Re: Measuring the gap between the spec and browser implementations

Hi Rich,

I'm writing a longer (I can hear everyone moan now 8)) reply to your 
message as there's a lot to consider - especially in the points you 
included at the bottom about screen orientation.

But in the meantime I thought I'd send a quick update on our dev/testing.

After some very helpful offline feedback from Tim Volodine we've updated 
our demo app to be fully spec compliant now and it works perfectly in 
Chrome on Android (M33 - currently Chrome Beta in the Play Store).

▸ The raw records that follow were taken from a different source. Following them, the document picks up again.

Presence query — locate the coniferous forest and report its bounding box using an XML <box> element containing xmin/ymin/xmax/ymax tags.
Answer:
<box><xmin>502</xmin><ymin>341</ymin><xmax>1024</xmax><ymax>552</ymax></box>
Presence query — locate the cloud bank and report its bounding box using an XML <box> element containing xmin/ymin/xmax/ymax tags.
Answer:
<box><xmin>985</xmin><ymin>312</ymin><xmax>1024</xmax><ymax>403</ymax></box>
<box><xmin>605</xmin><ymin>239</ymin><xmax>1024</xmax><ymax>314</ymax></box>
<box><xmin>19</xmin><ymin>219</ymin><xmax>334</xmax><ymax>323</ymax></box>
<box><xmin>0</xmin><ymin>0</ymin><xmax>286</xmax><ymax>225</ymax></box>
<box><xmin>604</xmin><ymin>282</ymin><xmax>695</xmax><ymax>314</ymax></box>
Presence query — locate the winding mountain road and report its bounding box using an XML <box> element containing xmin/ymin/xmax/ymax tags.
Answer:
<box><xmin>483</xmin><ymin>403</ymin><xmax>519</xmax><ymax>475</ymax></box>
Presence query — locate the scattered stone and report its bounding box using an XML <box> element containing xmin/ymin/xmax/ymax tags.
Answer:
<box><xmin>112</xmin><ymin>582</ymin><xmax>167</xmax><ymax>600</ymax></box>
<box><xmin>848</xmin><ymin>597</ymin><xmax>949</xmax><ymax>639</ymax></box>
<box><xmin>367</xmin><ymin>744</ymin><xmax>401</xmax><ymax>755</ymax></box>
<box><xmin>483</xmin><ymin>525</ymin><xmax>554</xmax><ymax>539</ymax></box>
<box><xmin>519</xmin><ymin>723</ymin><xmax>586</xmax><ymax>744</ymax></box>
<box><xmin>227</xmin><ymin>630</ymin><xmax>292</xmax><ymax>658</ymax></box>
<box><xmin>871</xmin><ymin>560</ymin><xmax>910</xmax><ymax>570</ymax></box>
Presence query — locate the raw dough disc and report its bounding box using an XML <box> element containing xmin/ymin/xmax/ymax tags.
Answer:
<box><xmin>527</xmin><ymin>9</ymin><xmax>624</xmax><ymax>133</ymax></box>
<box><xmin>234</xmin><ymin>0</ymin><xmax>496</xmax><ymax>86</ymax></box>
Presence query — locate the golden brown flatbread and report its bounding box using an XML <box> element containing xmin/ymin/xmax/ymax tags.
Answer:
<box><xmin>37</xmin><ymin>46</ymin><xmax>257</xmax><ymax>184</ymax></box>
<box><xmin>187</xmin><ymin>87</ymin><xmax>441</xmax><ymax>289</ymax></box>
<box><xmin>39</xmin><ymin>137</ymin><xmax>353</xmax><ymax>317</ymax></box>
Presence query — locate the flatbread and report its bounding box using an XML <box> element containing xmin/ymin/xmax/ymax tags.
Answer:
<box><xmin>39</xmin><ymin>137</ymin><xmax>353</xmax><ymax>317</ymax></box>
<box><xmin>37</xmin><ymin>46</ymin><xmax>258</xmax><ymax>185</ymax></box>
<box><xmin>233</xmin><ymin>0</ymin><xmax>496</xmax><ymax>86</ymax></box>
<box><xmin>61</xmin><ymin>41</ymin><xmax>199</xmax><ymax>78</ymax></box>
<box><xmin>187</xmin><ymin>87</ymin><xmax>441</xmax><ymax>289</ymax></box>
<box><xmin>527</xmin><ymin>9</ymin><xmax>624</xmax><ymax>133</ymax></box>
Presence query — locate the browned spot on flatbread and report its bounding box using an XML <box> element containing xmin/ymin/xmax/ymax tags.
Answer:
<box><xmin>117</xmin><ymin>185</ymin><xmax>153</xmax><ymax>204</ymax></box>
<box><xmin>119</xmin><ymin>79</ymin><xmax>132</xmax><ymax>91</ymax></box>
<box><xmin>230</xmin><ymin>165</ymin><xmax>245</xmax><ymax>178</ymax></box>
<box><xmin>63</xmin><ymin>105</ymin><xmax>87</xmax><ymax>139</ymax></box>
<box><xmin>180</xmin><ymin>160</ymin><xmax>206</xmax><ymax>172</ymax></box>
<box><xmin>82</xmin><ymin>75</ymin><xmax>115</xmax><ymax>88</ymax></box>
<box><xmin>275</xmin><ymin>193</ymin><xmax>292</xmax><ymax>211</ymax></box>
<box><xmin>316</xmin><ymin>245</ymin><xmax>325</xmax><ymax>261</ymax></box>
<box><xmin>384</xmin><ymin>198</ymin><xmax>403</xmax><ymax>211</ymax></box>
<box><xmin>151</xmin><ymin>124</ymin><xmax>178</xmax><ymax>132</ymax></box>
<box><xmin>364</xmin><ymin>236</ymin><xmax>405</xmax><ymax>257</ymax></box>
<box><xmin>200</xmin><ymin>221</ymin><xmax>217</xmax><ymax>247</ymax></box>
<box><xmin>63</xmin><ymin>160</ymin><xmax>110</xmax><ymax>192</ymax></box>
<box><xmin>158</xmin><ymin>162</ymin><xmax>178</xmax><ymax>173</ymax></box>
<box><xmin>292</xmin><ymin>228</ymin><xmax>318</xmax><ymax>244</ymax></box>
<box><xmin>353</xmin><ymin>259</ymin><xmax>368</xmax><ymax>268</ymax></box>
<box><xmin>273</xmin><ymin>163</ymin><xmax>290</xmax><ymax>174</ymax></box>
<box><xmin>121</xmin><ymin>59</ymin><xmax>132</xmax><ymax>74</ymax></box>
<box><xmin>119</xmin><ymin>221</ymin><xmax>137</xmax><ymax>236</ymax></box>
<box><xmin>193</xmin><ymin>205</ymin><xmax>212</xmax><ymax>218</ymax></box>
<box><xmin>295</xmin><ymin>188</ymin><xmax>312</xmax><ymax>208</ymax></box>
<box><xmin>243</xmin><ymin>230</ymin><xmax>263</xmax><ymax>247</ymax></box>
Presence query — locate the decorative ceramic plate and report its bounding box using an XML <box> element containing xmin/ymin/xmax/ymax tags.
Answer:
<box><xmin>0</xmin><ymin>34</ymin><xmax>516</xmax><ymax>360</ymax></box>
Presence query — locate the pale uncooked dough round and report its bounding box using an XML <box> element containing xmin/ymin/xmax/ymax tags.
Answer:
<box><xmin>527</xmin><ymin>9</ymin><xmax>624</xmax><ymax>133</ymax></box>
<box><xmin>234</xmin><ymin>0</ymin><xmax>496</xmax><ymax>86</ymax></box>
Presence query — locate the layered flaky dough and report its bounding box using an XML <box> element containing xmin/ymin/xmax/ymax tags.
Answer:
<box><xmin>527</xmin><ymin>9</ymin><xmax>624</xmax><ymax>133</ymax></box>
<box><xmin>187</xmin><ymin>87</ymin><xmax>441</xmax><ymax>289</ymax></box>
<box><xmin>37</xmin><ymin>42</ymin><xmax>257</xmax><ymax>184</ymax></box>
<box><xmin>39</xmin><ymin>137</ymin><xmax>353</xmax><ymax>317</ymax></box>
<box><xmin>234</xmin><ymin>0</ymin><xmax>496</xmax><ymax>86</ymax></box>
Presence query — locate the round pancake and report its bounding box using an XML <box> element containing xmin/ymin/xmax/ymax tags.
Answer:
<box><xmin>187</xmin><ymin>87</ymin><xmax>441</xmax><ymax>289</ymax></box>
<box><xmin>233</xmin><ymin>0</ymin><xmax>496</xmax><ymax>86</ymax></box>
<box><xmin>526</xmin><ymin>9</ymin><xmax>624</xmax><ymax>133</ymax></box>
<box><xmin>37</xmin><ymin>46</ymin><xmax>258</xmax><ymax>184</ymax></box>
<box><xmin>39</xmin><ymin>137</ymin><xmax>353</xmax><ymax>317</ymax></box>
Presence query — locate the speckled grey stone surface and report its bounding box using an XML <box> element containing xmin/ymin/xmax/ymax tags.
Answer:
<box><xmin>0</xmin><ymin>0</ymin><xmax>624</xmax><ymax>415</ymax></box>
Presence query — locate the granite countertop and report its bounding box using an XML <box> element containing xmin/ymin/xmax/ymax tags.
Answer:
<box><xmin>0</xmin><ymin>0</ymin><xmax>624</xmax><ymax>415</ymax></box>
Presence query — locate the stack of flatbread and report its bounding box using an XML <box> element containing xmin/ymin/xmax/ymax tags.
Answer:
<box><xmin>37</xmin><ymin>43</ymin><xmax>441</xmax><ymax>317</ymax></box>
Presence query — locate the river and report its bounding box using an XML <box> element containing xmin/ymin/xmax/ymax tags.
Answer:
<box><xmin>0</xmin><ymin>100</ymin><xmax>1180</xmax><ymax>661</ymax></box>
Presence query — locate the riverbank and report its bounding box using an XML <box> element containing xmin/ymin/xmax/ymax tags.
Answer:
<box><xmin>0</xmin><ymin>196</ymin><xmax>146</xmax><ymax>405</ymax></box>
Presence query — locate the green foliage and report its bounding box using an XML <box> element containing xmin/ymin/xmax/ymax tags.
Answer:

Code is on github and you can try the demo for yourself here 
http://buildar.com/static/tmp/awe.js/examples/geo_ar/index.html

Rich, I also tested this on Opera and Opera Beta and they both appear to 
work correctly - however the data is really noisy and the AR projections 
bounce around a lot. Chrome M32 (current stable version) has the same 
problem. I think Tim said they moved to ROTATION_VECTOR as the 
underlying sensor.

We've also got a code fork in there so the Firefox version still works - 
even though it's not really spec compliant (mostly to do with not 
obeying the Right Hand Rule).

But the long and short of it is that as soon as Chrome M33 goes live 
then the default Android web experience will be spec compliant and run 
Augmented Web apps really nicely 8)

However, we'd really like to contribute a bunch of diagrams and updated 
examples for the spec that I think would help a lot of developers.

And I still think the calibration discussion is really important to 
continue so we can get all the browsers to this point.